For selling online, 'hyperlocal' is the way to go
”Hyperlocal” is the new buzzword for digital life in Korea as people whittle down the geography of their daily existences in reaction to the Covid-19 pandemic.
The data shows this is happening. Credit card spending made within 500-meters (0.3 miles) of peoples’ residences increased by 2.9 percent between September and November last year compared to the same period in 2018, according to BC Card.
All sorts of online services are trying to go hyperlocal by offering neighborhood-centered features.
Naver has introduced a number of hyperlocal features. Last month, the portal launched a kind of neighborhood bulletin board that allows people in the same district to post messages. To do so, a person has to verify their neighborhood.
It added a feature last year for selling of used goods in a neighborhood, aggregating postings from Naver’s online community platform Café.
The concept of a neighborhood marketplace is the foundation of the app called Danggeun Market.
The online flea market has attracted over 14 million users from 6,577 neighborhoods. Its main concept is listing things being offered for sale within a six-kilometer radius.
It's really popular in some densely-populated areas of Seoul. In Gangnam District, it has a 99.1 percent penetration rate, which means 99.1 percent percent of residents aged between 20 and 64 use the app.
Backed by the high penetration rates in lots of neighborhoods, Danggeun Market is launching a communication channel connecting owners of independent stores with potential customers living nearby.
The customers can receive notices related to discounts or new products at the stores. Some stores send information related to daily living – ranging from keeping pets or how to pack a suitcase or laundry tips -- to build a rapport with potential customers.
The channel is aimed at independent shop owners that want to play a role in their local communities.
“Neighborhood grocery store owners are more likely to build a strong bond with consumers than retail shops owned by a conglomerate,” said Kim Min-ji, a project manager at Danggeun Market.
Active users of the communication channel topped 5 million recently as people use it for a variety of reason beyond selling and buying secondhand goods.
Danggeun Market plans to launch its own payment system and also expand its reach beyond small shops.
In collaboration with GS Retail, Danggeun will inform users of food items at their local GS 25 convenience store that are reaching their expiry date and can be bought for a discount.
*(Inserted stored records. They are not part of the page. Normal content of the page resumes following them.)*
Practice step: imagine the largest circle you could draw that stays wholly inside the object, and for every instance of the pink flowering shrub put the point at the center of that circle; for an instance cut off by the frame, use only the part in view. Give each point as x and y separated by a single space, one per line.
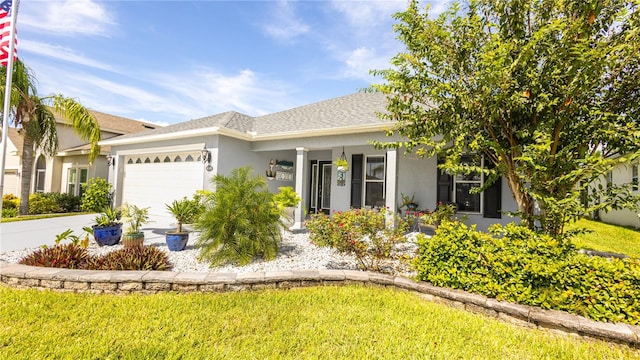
361 233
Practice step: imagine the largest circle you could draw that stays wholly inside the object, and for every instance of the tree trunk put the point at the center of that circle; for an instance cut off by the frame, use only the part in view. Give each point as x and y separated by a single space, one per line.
524 202
26 173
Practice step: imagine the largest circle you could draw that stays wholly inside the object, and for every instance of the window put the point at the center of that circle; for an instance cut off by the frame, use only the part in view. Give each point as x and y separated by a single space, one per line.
76 178
374 181
41 170
463 184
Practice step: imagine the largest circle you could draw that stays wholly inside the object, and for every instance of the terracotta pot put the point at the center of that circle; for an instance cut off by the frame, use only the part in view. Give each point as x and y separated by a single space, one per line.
107 235
132 240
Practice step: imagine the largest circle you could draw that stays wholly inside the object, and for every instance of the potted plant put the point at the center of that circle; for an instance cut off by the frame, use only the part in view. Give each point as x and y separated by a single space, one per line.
341 164
287 200
134 217
107 229
409 202
185 211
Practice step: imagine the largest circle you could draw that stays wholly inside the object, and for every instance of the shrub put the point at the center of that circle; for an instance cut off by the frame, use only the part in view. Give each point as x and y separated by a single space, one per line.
97 195
69 256
286 197
515 264
10 201
41 203
241 222
67 202
10 212
361 233
135 258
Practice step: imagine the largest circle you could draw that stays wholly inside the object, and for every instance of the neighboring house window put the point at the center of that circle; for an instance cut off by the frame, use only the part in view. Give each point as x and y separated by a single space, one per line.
76 178
374 181
41 170
463 184
450 189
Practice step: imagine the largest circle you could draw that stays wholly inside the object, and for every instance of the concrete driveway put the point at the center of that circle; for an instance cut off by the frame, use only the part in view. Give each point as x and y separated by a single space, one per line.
34 233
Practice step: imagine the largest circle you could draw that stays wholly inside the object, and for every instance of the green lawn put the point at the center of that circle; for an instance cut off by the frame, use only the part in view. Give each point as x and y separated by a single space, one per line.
609 238
309 323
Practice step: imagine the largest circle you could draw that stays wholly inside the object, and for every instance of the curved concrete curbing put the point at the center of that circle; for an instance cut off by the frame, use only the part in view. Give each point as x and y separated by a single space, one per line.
150 282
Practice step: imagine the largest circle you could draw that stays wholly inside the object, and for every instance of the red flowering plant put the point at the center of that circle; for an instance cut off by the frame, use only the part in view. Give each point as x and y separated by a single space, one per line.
361 233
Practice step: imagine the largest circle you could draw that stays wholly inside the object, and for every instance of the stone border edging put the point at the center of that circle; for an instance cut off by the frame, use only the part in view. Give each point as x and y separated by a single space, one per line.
150 282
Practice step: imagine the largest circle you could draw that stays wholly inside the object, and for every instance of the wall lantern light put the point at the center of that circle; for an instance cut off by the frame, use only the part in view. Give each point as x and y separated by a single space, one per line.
205 155
111 160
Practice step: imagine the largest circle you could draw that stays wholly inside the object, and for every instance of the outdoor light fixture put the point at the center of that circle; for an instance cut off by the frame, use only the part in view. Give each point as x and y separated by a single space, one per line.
111 160
206 156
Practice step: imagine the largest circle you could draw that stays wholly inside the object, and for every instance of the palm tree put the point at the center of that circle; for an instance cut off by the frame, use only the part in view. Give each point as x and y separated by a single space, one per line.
36 116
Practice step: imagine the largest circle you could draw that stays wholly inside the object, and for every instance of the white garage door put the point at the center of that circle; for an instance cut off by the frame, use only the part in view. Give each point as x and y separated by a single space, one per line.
155 180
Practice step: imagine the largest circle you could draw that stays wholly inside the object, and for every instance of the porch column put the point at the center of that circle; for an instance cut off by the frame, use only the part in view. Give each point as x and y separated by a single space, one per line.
302 176
392 185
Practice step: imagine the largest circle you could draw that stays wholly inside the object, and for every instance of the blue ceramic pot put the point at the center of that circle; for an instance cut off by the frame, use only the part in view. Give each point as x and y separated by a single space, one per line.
177 241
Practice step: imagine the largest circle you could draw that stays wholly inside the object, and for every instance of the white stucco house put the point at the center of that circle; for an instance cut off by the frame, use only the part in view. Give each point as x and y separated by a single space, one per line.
69 168
156 166
620 175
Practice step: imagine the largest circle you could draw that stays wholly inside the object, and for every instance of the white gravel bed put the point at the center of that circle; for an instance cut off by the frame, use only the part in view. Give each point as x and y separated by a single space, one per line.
296 252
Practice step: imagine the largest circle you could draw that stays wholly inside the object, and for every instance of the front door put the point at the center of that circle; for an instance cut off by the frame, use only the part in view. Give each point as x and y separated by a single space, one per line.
320 186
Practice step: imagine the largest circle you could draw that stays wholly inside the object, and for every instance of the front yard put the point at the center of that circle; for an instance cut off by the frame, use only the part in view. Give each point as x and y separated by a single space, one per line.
326 322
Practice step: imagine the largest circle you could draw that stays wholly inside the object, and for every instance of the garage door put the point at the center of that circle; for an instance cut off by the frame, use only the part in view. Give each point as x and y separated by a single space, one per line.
155 180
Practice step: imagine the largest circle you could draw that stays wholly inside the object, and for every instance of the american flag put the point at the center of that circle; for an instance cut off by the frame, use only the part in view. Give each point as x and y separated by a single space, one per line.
5 28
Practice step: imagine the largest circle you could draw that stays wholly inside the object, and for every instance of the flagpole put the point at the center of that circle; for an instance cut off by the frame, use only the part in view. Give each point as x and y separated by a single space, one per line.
7 94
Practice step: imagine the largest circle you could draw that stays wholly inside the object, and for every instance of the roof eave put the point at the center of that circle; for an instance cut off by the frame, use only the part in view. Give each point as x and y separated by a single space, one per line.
160 137
355 129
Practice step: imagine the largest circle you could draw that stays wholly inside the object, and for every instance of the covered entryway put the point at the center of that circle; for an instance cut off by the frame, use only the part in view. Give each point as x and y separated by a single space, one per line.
155 180
320 189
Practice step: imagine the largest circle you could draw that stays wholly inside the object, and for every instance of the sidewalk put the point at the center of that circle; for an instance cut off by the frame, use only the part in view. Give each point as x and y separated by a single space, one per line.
34 233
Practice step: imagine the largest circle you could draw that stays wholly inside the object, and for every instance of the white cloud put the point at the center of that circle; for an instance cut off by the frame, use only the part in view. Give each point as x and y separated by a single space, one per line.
61 53
367 14
68 17
283 23
169 97
360 61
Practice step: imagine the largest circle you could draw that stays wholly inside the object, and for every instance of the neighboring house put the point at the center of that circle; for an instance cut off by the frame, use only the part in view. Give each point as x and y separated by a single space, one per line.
623 174
154 167
69 168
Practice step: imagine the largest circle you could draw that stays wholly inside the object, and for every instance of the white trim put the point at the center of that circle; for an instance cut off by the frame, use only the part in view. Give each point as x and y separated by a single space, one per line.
383 181
322 132
163 149
159 137
248 136
481 194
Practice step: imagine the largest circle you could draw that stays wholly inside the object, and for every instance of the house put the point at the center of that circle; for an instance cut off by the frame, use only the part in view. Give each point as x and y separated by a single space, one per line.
12 162
620 175
297 148
69 169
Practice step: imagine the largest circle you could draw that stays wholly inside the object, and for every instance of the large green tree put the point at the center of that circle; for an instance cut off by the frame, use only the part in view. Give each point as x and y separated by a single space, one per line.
36 116
545 90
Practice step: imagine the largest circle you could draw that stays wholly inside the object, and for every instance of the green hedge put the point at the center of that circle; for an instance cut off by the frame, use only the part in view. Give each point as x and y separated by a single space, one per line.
515 264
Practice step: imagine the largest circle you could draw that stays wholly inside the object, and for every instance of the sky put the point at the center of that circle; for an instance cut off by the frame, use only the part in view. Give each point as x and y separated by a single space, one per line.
172 61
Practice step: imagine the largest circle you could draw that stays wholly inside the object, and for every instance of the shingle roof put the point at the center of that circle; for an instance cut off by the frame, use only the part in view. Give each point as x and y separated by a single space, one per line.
118 124
349 110
346 111
231 120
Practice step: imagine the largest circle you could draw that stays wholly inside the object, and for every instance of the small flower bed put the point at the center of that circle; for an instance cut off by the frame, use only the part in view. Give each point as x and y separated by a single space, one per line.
361 233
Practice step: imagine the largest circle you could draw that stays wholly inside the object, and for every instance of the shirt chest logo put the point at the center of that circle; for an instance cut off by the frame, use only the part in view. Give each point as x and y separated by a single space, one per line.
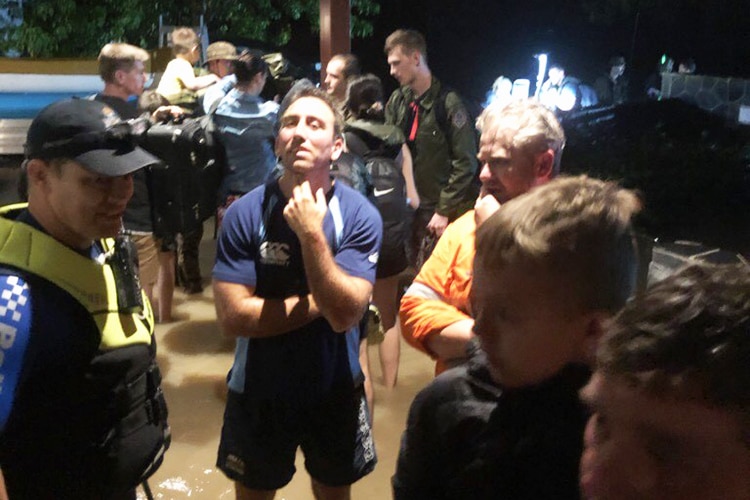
274 253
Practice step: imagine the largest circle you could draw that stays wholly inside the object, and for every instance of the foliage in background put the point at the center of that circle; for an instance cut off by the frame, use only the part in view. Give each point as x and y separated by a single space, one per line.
79 28
692 170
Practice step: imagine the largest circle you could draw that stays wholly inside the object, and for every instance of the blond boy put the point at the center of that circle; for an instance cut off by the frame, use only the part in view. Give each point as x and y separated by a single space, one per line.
179 83
550 267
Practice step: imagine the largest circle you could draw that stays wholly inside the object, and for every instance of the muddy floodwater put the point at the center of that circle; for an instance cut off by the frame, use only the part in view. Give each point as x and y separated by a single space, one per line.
195 358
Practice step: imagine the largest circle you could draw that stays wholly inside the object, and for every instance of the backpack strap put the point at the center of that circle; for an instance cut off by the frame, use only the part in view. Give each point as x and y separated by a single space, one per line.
356 145
441 110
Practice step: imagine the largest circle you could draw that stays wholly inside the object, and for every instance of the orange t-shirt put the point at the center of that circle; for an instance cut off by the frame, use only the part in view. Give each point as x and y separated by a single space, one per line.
439 295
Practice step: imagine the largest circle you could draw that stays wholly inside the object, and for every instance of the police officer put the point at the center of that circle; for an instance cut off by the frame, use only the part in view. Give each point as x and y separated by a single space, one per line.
81 409
440 135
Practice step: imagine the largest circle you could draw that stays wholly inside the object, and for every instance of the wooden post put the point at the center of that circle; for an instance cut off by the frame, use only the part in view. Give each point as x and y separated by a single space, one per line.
334 31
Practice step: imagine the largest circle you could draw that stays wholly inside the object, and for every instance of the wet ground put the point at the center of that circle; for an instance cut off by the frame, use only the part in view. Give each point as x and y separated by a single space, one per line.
195 358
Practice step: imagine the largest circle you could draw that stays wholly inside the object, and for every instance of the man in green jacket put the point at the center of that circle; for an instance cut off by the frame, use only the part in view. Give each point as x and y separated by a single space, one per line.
440 135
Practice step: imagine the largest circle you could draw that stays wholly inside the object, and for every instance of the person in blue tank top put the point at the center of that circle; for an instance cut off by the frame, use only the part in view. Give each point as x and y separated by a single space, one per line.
245 128
295 267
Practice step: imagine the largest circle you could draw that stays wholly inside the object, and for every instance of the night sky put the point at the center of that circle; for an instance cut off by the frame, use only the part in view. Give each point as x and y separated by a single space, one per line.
472 42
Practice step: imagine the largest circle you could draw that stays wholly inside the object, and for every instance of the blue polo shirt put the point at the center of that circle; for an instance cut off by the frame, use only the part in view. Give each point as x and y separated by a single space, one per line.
257 248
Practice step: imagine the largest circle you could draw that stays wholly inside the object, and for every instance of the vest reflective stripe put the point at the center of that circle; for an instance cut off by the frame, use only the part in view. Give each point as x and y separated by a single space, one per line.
90 283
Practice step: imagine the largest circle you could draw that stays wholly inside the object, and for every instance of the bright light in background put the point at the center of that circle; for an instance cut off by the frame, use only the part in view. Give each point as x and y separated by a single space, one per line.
521 87
542 58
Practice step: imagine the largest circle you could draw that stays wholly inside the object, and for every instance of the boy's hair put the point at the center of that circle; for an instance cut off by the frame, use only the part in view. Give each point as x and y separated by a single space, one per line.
577 228
351 65
150 101
537 127
184 40
408 40
247 65
364 98
687 337
305 88
119 57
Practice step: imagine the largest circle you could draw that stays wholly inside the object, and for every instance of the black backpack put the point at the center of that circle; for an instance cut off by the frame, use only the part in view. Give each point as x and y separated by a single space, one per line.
388 191
186 187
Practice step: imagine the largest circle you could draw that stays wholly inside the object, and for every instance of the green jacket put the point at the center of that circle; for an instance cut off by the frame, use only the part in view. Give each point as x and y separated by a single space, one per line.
445 168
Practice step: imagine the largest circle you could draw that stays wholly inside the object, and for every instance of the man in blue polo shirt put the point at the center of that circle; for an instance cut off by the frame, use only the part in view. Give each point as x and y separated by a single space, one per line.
294 270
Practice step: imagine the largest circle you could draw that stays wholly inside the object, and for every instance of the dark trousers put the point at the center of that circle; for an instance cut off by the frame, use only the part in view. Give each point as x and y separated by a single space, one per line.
417 240
188 259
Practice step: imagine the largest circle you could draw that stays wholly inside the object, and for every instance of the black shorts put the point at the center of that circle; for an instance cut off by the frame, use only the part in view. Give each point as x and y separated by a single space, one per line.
259 441
392 259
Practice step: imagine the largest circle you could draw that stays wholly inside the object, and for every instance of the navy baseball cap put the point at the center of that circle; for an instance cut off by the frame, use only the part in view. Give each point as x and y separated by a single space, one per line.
89 132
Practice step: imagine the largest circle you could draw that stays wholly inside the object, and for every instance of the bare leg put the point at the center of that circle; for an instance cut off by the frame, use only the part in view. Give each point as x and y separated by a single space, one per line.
243 493
364 362
323 492
385 297
165 286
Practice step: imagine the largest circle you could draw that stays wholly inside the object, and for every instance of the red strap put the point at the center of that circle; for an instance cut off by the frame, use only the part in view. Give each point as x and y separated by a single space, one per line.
415 122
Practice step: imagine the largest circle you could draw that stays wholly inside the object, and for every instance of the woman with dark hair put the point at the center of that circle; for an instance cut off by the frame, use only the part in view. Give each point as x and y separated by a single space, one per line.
245 128
383 148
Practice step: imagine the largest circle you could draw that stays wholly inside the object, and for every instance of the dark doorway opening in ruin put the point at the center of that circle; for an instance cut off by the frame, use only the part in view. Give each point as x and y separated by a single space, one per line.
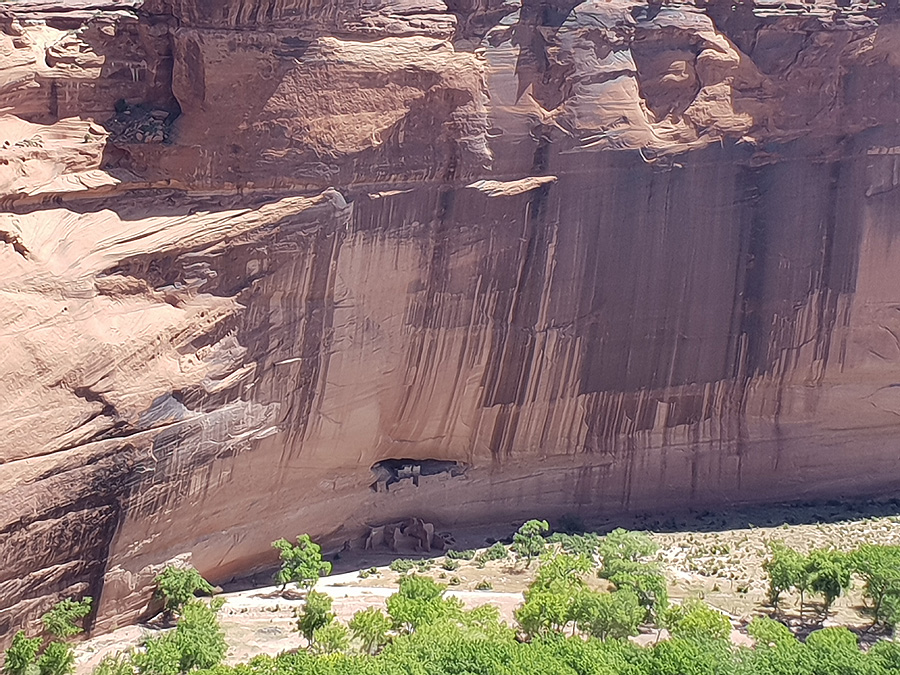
390 471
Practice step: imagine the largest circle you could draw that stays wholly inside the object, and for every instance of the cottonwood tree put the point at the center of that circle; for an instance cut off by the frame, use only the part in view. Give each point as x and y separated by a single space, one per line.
606 616
786 569
179 585
21 656
315 614
420 601
301 564
879 567
528 541
61 620
829 574
370 626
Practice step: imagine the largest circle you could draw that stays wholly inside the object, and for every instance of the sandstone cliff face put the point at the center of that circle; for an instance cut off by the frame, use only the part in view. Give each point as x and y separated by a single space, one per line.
605 255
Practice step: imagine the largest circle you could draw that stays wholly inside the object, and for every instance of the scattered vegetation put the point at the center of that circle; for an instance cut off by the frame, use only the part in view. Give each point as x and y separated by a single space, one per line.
35 656
301 564
568 623
177 586
528 541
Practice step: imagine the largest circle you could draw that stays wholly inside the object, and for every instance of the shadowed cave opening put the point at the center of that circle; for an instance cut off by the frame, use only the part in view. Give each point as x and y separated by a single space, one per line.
390 471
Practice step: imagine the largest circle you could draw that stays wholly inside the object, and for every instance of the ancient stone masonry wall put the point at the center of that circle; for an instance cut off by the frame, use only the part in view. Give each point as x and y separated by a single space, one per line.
600 256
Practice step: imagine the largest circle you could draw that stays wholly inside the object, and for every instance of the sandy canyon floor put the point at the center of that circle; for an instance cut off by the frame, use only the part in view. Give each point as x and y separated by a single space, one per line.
714 556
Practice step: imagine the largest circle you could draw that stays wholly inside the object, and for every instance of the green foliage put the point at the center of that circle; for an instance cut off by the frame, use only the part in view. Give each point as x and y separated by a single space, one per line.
115 664
552 597
608 615
885 655
577 544
197 642
496 551
402 565
829 574
622 548
370 626
301 564
777 651
21 656
624 558
420 601
468 554
331 638
315 614
834 651
160 656
58 659
528 541
879 567
786 569
61 620
198 636
698 621
178 585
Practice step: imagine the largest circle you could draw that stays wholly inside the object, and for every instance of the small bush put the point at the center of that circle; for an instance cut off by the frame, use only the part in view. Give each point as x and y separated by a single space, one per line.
403 565
468 554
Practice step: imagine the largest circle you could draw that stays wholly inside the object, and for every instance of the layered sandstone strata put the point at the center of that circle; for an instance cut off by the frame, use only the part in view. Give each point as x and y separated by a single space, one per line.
605 256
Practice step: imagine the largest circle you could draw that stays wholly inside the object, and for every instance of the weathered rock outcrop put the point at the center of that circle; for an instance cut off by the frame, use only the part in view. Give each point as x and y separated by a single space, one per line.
604 255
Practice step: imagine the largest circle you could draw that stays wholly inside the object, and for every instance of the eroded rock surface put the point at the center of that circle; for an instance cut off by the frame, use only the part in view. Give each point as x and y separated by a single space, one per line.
605 255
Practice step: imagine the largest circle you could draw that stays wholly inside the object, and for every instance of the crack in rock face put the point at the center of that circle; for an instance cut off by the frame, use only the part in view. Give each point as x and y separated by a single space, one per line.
328 267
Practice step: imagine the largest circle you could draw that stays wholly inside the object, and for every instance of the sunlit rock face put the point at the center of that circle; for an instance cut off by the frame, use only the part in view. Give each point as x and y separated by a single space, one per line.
605 256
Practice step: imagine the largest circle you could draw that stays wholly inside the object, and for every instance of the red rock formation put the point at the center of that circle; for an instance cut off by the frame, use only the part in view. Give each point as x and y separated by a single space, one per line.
607 255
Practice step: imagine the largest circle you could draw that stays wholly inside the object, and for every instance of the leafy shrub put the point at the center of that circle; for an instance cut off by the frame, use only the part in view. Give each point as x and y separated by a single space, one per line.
468 554
403 565
301 564
178 585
That service may start in the second quarter.
With its well-defined focus on neighborhoods, Danggeun still has more places to penetrate in Seoul and outside the capital city.
Its penetration rate stood at 95.8 percent in Sejong and 88.4 percent in Jeju, but the average rate for the all of Seoul is only 62.3 percent.
Naver has its own strategy for dealing with local independent merchants. Instead of connecting them with locals, the largest e-commerce player wants to help them go beyond their neighborhood by selling on its shopping platform.
In the process, the company offers consultants to give them advice on selling their products on Naver's e-commerce platform.
With the creation of a new Japanese holdings called Z Holdings, local merchants may be able to sell to the Japanese market since Naver’s shopping platform will be integrated with Line’s Gift and Yahoo.
Naver CEO Han Seong-sook said it will host a total of 1 million merchants on its shopping platform by 2025.